The activation of contraction in vertebrate skeletal muscle involves the binding of Ca2+ to low-affinity binding sites on the troponin C (TnC) subunit of the regulatory protein troponin. The present study is an investigation of possible cooperative interactions between adjacent functional groups, composed of seven actin monomers, one tropomyosin, and one troponin, along the same thin filament. Single skinned fibers were obtained from rabbit psoas muscles and were then placed in an experimental chamber containing relaxing solution maintained at 15 degrees C. Isometric tension was measured in solutions containing maximally and submaximally activating levels of free Ca2+ (a) in control fiber segments, (b) in the same segments after partial extraction of TnC, and finally (c) after recombination of TnC into the segments. The extraction was done at 11-13 degrees C in 20 mM Tris, 5 mM EDTA, pH 7.85 or 8.3, a procedure derived from that of Cox et al. (1981. Biochem. J. 195:205). Extraction of TnC was quantitated by sodium dodecyl sulfate-polyacrylamide gel electrophoresis of the control and experimental samples. Partial extraction of TnC resulted in reductions in tension during maximal Ca activation and in a shift of the relative tension-pCa (i.e., -log[Ca2+]) relationship to lower pCa's. The readdition of TnC to the extracted fiber segments resulted in a recovery of tension to near-control levels and in the return of the tension-pCa relation to its original position. On the basis of these findings, we conclude that the sensitivity to Ca2+ of a functional group within the thin filament may vary depending upon the state of activation of immediately adjacent groups.     

Troponin C modulates the activation of thin filaments by rigor cross-bridges.

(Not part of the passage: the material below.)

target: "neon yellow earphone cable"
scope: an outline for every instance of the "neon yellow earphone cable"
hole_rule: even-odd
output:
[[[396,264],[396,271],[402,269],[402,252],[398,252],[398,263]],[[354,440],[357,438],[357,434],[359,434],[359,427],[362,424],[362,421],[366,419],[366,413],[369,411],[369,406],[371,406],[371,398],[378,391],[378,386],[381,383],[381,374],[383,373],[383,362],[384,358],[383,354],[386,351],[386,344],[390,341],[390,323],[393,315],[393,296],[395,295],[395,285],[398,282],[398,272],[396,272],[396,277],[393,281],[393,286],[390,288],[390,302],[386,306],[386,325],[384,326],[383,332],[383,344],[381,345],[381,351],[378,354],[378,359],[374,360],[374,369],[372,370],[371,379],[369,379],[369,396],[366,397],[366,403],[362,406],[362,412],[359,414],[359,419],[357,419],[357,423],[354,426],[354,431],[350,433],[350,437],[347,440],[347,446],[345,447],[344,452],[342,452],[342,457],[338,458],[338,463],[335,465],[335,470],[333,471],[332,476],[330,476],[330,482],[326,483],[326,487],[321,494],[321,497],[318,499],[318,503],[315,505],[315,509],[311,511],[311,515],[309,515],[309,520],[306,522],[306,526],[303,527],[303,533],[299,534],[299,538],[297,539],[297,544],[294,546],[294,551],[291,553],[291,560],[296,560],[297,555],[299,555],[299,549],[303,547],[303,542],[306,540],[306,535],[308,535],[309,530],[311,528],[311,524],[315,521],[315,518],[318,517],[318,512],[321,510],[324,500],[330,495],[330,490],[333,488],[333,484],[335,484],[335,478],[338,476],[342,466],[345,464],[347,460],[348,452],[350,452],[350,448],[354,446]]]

Extraction of troponin C (TnC) from skinned muscle fibers reduces maximum Ca2+ and rigor cross-bridge (RXB)-activated tensions and reduces cooperativity between neighboring regulatory units (one troponin-tropomyosin complex and the seven associated actins) of thin filaments. This suggests that TnC has a determining role in RXB, as well as in Ca(2+)-dependent activation processes. To investigate this possibility further, we replaced fast TnC (fTnC) of rabbit psoas fibers with either CaM[3,4TnC] or cardiac TnC (cTnC) and compared the effects of these substitutions on Ca2+ and RXB activation of tension. CaM[3,4TnC] substitution has the same effect on Ca(2+)- and RXB-activated tensions; they are reduced 50%, and cooperativity between regulatory units is reduced 40%. cTnC substitution also reduces the maximum Ca(2+)-activated tension and cooperativity. But with RXB activation the effects on tension and cooperativity are opposite; cTnC substitution potentiates tension but reduces cooperativity. We considered whether tension potentiation could be explained by increased activation by cycling cross-bridges (CXBs), but the concerted transition formalism predicts fibers will fail to relax in high substrate and high pCa when CXBs are activator ligands. It predicts resting tension, which is not observed in either control or cTnC-substituted fibers. Rather, it appears that cTnC facilitates RXB activation of fast fibers more effectively than fTnC. The order of RXB-activated tension facilitation is cTnC > fTnC > CaM[3,4TnC] > empty TnC-binding sites. Comparison of the structures of fTnC, CaM[3,4TnC], and cTnC indicates that the critical region for this property lies in the central helix or N-terminal domain, including EF hand motifs 1 and 2.